On 12.02.19 22:21, Marc Olson wrote:
> On 1/11/19 7:00 AM, Max Reitz wrote:
>> On 12.11.18 08:06, Marc Olson wrote:

[...]

>>> diff --git a/qapi/block-core.json b/qapi/block-core.json
>>> index d4fe710..72f7861 100644
>>> --- a/qapi/block-core.json
>>> +++ b/qapi/block-core.json
>>> @@ -3057,6 +3057,34 @@
>>>               '*immediately': 'bool' } }
>>>     ##
>>> +# @BlkdebugDelayOptions:
>>> +#
>>> +# Describes a single latency injection for blkdebug.
>>> +#
>>> +# @event:       trigger event
>>> +#
>>> +# @state:       the state identifier blkdebug needs to be in to
>>> +#               actually trigger the event; defaults to "any"
>>> +#
>>> +# @latency:     The delay to add to an I/O, in microseconds.
>>> +#
>>> +# @sector:      specifies the sector index which has to be affected
>>> +#               in order to actually trigger the event; defaults to
>>> "any
>>> +#               sector"
>>> +#
>>> +# @once:        disables further events after this one has been
>>> +#               triggered; defaults to false
>>> +#
>>> +# Since: 3.1
>> Well, 4.0 now, sorry...
> Baking version numbers into code is downright silly. Every single
> version of this patch has made a comment along the lines of, "oops, it
> didn't get reviewed in time for the next version bump, so you have to
> resubmit." With a fast moving project, this is nonsense. If you're
> looking at the code, you should have access to the git history as well
> to determine the version.

True, but these comments are used to generate documentation (e.g.
docs/interopt/qemu-qmp-ref.7 in the build directory).  So they are used
by people who don't have access to the git history.

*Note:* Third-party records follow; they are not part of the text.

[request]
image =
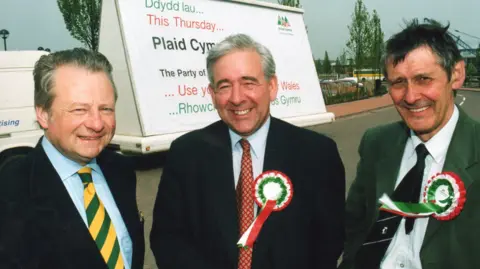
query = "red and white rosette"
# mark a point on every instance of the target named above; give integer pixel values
(273, 192)
(447, 192)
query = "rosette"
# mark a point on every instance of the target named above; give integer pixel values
(273, 192)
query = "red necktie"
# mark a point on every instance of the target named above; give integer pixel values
(245, 202)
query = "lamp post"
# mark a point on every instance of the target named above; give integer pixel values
(4, 34)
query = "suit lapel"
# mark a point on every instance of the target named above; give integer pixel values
(276, 142)
(117, 184)
(461, 156)
(220, 187)
(64, 222)
(387, 169)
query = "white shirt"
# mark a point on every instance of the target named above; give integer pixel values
(404, 250)
(67, 171)
(258, 142)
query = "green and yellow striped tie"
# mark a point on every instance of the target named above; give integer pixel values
(99, 223)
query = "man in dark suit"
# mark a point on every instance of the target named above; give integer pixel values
(423, 67)
(196, 221)
(69, 203)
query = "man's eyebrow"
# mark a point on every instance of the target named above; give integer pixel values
(254, 79)
(220, 82)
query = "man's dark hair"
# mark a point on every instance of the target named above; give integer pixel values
(433, 35)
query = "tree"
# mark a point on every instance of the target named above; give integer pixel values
(327, 66)
(82, 19)
(377, 47)
(290, 3)
(339, 67)
(471, 69)
(319, 66)
(360, 35)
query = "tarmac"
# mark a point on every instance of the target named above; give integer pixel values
(365, 105)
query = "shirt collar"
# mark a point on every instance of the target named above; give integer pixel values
(437, 146)
(257, 140)
(63, 165)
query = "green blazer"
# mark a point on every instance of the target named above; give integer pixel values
(447, 244)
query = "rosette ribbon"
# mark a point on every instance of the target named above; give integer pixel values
(443, 198)
(273, 192)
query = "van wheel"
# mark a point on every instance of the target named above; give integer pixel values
(11, 155)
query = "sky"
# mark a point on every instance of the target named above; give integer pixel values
(34, 23)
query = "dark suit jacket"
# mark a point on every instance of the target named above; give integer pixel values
(447, 244)
(195, 223)
(40, 227)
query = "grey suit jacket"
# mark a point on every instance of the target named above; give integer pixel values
(447, 244)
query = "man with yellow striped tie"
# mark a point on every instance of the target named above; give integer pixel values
(71, 203)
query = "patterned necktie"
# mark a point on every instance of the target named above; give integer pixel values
(245, 202)
(372, 252)
(99, 223)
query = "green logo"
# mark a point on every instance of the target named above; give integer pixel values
(283, 21)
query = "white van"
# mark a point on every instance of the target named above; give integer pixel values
(19, 131)
(158, 50)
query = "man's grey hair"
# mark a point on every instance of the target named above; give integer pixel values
(45, 67)
(240, 42)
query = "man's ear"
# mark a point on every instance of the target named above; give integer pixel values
(42, 117)
(458, 75)
(212, 94)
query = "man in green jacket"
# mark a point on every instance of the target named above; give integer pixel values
(423, 66)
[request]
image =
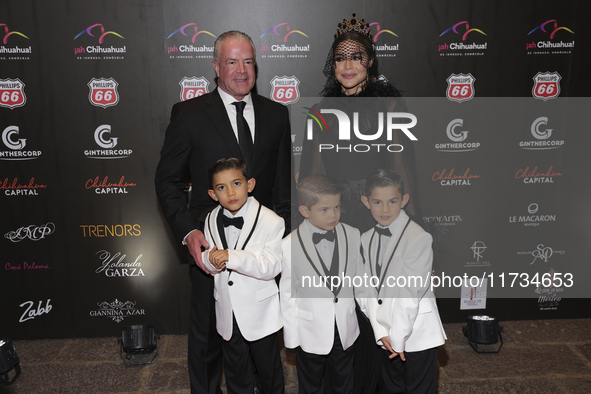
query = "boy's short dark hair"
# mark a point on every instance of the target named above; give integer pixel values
(384, 178)
(311, 188)
(227, 163)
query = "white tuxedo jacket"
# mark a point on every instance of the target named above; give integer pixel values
(309, 314)
(408, 315)
(247, 286)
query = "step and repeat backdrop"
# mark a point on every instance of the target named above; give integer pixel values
(86, 90)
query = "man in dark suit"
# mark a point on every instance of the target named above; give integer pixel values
(201, 131)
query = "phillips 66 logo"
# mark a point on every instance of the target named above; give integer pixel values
(546, 85)
(193, 87)
(12, 93)
(285, 89)
(460, 87)
(103, 92)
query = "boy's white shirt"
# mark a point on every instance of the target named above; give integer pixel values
(408, 316)
(310, 322)
(253, 297)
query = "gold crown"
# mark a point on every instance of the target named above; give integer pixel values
(353, 24)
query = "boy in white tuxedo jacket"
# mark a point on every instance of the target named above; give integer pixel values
(403, 311)
(244, 256)
(319, 317)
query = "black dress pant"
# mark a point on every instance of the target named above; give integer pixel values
(416, 375)
(338, 365)
(239, 354)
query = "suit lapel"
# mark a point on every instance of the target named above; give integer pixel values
(219, 117)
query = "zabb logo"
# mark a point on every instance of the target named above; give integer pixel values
(10, 139)
(102, 137)
(12, 93)
(285, 90)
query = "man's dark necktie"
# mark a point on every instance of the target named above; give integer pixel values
(317, 237)
(236, 222)
(381, 231)
(244, 135)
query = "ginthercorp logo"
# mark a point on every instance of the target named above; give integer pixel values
(191, 47)
(542, 134)
(117, 310)
(103, 50)
(534, 175)
(384, 49)
(103, 92)
(467, 46)
(545, 39)
(12, 93)
(16, 145)
(457, 135)
(285, 90)
(460, 87)
(13, 51)
(104, 139)
(546, 85)
(345, 126)
(533, 218)
(193, 87)
(281, 41)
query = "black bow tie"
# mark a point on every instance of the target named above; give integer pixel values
(383, 231)
(236, 222)
(317, 237)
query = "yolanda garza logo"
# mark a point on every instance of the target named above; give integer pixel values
(15, 188)
(117, 310)
(103, 92)
(533, 219)
(32, 232)
(17, 152)
(103, 186)
(449, 178)
(457, 138)
(344, 130)
(542, 137)
(14, 52)
(104, 140)
(12, 93)
(193, 87)
(114, 265)
(478, 248)
(96, 52)
(285, 90)
(546, 85)
(31, 312)
(112, 230)
(293, 49)
(465, 47)
(190, 51)
(541, 254)
(384, 49)
(549, 30)
(460, 87)
(532, 175)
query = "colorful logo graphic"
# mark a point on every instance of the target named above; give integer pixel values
(460, 87)
(546, 85)
(288, 30)
(454, 29)
(103, 33)
(190, 28)
(379, 31)
(8, 33)
(285, 89)
(552, 29)
(12, 93)
(103, 92)
(193, 87)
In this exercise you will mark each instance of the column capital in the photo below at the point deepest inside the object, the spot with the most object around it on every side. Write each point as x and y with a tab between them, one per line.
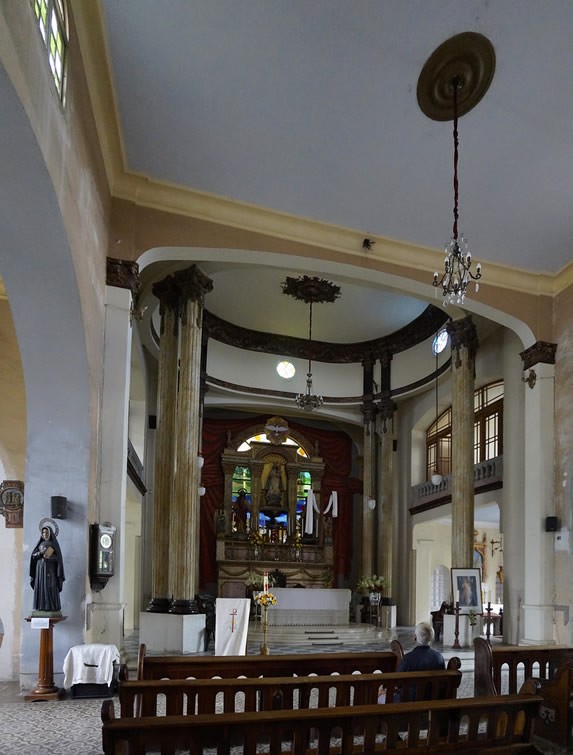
386	409
167	292
541	352
122	274
463	333
193	284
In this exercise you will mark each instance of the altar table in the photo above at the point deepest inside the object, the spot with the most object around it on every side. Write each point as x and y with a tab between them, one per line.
309	606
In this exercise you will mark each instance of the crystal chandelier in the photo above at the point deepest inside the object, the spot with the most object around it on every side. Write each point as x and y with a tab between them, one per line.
308	400
312	291
458	261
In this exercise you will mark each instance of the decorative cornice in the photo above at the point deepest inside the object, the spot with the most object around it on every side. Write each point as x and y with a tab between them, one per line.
541	352
334	353
122	274
463	334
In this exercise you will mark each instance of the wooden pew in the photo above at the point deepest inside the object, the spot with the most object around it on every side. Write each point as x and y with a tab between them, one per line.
198	696
233	666
500	724
549	666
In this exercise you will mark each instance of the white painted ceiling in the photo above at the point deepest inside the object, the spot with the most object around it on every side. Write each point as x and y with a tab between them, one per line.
310	108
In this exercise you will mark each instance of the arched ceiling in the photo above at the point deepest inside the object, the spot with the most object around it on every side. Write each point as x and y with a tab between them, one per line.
310	109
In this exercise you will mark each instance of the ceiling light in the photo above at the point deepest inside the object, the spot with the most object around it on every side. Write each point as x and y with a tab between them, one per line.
286	369
310	290
453	80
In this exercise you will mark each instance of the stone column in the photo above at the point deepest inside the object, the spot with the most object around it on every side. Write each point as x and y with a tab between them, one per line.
168	295
368	472
184	522
464	342
385	503
105	614
539	545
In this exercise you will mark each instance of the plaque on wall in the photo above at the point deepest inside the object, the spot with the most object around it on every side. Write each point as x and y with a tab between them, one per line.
12	502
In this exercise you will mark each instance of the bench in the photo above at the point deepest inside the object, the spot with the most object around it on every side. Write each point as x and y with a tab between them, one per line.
501	724
548	665
197	696
233	666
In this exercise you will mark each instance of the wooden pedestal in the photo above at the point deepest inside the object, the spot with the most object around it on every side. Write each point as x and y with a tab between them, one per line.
46	690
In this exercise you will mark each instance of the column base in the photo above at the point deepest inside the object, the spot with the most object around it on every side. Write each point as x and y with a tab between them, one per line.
168	633
159	605
538	623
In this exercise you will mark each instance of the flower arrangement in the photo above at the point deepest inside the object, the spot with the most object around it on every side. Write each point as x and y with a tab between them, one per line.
265	599
254	582
374	583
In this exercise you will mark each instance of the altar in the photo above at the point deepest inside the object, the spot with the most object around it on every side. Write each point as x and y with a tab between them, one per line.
310	606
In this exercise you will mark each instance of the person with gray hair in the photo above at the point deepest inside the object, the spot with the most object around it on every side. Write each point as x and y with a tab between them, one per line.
422	657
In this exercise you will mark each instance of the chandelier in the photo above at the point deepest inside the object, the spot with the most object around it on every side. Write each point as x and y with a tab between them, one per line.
312	291
453	80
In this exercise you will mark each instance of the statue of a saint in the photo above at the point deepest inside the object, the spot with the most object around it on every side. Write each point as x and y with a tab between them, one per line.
47	572
273	494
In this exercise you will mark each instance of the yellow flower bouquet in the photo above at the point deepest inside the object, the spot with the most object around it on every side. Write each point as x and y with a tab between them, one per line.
265	599
373	583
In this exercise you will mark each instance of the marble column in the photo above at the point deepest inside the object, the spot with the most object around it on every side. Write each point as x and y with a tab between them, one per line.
368	473
385	503
539	545
184	522
168	294
464	341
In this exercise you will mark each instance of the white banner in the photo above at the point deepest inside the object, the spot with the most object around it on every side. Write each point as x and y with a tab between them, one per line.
231	625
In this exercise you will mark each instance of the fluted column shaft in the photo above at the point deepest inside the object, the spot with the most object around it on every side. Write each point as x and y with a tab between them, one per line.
184	522
464	342
168	296
385	510
368	471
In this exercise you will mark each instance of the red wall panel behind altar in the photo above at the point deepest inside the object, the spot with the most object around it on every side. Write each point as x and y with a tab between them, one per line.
335	448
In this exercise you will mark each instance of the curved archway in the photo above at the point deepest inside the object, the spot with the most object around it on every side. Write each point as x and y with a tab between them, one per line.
36	264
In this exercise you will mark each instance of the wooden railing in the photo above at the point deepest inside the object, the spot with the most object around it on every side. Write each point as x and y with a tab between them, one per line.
488	475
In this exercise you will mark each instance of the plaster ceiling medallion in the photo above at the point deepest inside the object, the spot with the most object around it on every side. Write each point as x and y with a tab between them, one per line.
469	57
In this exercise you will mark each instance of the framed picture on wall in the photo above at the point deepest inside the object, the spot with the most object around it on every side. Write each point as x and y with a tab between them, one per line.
466	590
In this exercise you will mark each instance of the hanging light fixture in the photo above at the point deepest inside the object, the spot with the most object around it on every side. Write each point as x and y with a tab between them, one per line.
458	261
312	291
436	476
453	80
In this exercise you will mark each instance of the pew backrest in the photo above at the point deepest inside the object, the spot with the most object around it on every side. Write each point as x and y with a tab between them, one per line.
478	724
233	666
197	696
515	663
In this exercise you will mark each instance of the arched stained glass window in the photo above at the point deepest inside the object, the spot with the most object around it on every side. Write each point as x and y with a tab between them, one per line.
51	16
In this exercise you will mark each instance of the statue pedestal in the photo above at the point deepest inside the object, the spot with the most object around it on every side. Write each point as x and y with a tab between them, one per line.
46	690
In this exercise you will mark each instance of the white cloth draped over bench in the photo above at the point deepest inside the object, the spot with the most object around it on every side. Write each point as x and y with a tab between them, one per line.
309	606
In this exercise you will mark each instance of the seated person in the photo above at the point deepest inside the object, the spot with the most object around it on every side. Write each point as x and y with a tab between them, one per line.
422	657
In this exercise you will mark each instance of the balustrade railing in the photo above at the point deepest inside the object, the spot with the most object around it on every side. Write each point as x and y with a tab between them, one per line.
488	475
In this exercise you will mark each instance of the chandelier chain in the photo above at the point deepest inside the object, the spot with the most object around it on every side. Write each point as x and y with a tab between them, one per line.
456	83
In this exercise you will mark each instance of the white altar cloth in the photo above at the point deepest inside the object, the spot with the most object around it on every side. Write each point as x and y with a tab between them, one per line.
309	606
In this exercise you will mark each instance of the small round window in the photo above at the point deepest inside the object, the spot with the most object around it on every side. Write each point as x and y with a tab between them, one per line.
286	369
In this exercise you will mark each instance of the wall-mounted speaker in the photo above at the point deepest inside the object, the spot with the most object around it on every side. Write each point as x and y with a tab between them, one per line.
551	523
59	507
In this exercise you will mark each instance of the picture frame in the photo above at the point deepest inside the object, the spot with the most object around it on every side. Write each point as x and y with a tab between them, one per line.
466	590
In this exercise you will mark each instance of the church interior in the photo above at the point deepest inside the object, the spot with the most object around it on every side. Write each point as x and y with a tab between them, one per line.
233	341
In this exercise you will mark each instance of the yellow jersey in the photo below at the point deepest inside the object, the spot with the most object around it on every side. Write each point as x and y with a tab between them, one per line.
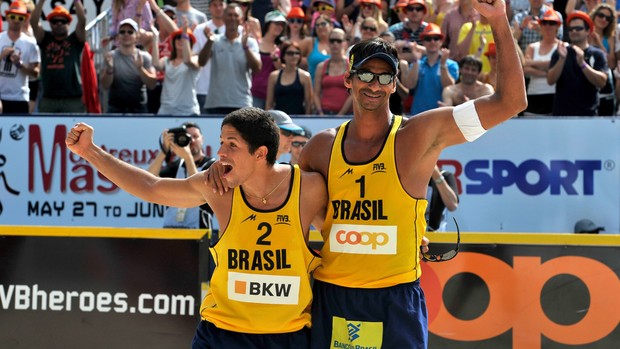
261	281
373	227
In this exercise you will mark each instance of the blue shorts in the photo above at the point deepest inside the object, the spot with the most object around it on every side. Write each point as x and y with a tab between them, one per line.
391	317
208	336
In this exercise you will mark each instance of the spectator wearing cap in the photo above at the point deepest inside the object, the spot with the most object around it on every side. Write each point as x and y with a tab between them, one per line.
578	70
540	94
289	89
298	143
604	19
526	26
269	51
474	39
216	26
252	24
469	88
138	10
234	56
19	58
128	72
164	25
410	29
330	95
433	72
178	96
451	27
288	129
369	9
319	43
586	226
297	32
61	56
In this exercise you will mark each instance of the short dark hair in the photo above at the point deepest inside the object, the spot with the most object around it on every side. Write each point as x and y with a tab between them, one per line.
257	128
471	60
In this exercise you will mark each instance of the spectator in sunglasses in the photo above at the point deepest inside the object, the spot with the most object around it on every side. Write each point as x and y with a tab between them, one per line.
20	59
603	37
431	73
369	9
526	27
540	94
451	27
410	29
128	72
297	32
578	69
61	58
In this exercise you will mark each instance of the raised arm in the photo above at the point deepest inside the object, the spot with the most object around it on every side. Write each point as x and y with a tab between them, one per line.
80	27
134	180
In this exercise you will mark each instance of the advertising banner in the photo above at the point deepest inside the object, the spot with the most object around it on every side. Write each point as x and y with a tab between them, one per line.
89	290
540	294
523	176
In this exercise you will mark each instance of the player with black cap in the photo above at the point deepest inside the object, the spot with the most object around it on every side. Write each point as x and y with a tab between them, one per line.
377	167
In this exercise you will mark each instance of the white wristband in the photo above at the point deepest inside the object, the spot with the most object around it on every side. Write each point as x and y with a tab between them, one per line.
467	120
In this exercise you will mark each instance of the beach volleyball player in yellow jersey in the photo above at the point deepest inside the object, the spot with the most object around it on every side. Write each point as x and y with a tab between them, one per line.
260	290
377	166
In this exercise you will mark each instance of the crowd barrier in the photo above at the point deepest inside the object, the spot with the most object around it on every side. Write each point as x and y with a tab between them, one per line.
76	287
523	176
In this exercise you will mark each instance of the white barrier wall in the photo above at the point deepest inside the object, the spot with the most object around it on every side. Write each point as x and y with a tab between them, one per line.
524	176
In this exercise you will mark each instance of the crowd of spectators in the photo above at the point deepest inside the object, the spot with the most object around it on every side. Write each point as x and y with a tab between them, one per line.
176	60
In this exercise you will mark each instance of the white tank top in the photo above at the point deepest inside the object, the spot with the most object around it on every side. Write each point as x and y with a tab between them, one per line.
538	84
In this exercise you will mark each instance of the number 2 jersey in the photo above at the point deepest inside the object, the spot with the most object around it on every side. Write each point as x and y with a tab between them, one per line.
261	282
373	227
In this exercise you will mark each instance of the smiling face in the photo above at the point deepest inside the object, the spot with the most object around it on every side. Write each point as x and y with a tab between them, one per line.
371	95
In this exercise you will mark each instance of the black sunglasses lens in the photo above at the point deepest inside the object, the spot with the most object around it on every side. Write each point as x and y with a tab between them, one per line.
447	255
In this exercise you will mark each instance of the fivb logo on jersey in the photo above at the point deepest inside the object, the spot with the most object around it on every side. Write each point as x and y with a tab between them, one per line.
363	239
264	289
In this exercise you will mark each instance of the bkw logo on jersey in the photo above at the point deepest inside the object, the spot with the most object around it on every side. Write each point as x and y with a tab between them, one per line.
265	289
363	239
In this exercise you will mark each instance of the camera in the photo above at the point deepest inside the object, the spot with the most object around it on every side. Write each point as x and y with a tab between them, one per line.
181	137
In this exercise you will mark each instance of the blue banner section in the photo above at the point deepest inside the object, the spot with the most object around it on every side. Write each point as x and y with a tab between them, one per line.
526	175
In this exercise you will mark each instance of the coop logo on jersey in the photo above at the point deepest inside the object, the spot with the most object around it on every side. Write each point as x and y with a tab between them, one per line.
264	289
363	239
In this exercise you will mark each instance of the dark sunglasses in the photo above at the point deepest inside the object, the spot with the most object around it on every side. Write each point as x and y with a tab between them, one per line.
602	15
415	8
368	77
324	8
286	133
446	256
432	38
296	20
18	18
549	23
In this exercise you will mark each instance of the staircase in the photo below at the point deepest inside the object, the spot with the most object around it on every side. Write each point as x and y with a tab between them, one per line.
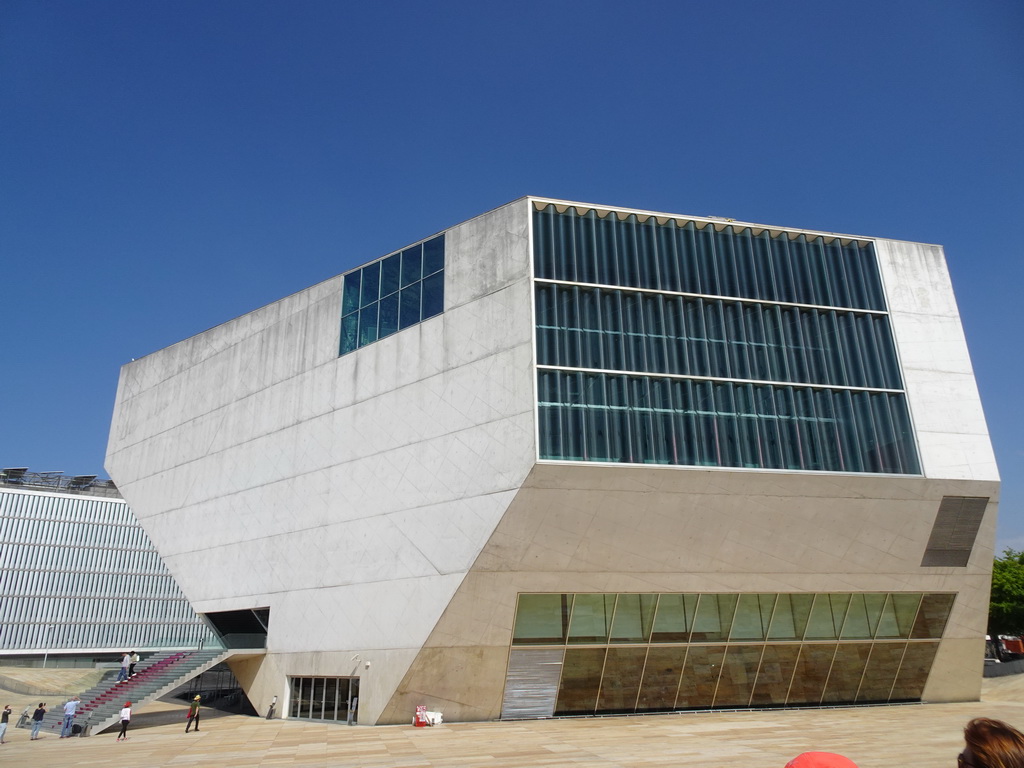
160	674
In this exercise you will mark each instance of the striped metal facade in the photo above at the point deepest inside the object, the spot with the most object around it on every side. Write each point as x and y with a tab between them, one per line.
78	573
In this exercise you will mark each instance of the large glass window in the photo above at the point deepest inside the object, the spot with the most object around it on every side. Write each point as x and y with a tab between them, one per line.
694	344
392	294
325	697
648	652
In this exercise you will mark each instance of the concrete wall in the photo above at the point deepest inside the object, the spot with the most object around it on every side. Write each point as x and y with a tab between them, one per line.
579	528
350	495
353	495
944	403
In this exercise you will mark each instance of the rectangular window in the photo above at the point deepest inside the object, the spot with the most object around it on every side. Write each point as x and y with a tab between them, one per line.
647	652
723	310
392	294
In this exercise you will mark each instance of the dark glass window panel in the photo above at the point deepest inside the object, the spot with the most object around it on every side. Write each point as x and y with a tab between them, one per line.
774	676
316	699
565	245
542	619
621	682
714	617
668	257
586	248
543	245
581	681
390	269
726	257
847	671
812	673
350	293
412	265
881	673
629	271
689	267
821	289
660	678
913	672
707	263
433	295
699	678
634	619
674	619
409	305
371	284
349	333
647	261
739	670
932	615
591	619
904	610
826	616
753	616
433	255
297	697
388	317
368	325
331	698
858	619
760	365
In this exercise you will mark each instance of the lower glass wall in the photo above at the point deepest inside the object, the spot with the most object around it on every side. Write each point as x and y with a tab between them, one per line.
657	652
325	697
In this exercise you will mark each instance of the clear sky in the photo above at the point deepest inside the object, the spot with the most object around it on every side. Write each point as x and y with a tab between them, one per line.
168	166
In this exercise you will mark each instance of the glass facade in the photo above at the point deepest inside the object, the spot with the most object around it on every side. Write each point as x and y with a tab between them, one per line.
80	573
325	697
392	294
669	342
649	652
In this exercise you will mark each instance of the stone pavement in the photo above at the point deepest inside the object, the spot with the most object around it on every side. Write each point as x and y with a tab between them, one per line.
909	736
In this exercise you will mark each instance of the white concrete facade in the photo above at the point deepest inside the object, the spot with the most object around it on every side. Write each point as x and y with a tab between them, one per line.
388	505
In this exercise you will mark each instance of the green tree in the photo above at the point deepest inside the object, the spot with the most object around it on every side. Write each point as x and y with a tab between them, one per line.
1006	608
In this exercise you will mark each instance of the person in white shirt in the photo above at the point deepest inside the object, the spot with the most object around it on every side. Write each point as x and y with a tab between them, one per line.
125	719
125	664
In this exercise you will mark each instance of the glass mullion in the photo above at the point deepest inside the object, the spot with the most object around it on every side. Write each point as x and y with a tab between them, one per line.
725	258
565	244
646	248
668	257
690	274
586	244
675	335
629	271
821	290
705	240
544	249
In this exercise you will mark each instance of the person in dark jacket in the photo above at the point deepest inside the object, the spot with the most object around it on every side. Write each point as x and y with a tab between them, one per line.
193	715
37	720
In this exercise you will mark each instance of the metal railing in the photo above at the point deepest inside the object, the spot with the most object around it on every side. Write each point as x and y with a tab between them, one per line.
20	477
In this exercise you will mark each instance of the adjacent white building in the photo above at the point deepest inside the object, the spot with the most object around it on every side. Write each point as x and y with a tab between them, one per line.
80	579
571	459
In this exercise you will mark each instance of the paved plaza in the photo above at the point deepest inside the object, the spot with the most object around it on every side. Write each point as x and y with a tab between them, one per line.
910	736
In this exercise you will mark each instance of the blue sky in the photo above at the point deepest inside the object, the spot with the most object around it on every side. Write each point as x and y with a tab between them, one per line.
168	166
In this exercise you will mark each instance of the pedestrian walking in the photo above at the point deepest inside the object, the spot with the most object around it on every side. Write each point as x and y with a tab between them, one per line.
125	719
70	710
991	743
37	720
125	664
193	715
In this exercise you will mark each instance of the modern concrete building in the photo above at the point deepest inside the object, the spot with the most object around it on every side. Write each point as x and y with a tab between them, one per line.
81	582
570	459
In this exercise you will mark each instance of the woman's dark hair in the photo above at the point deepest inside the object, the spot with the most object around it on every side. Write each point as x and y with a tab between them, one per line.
993	743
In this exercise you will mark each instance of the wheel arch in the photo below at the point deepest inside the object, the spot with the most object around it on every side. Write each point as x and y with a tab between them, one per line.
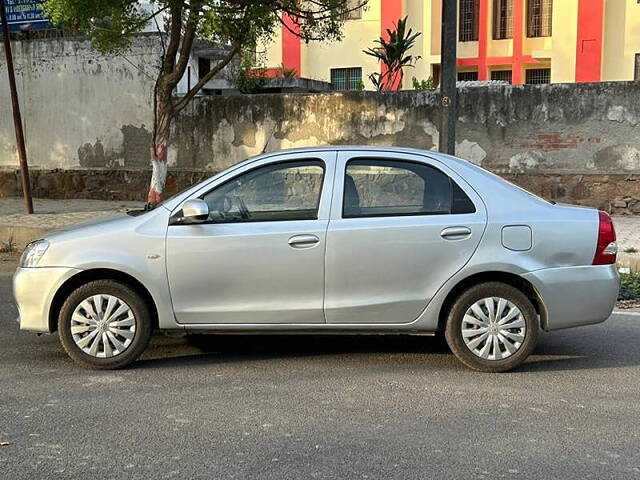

It might be possible to generate that information from git-blame when
generating the documentation, but how would trivial fixes be handled
that are no functional changes?  For instance, it seems difficult to me
to distinguish between a spelling change for some parameter description
and a change in behavior.

(Then again, we shouldn't have such behavioral changes, hm.)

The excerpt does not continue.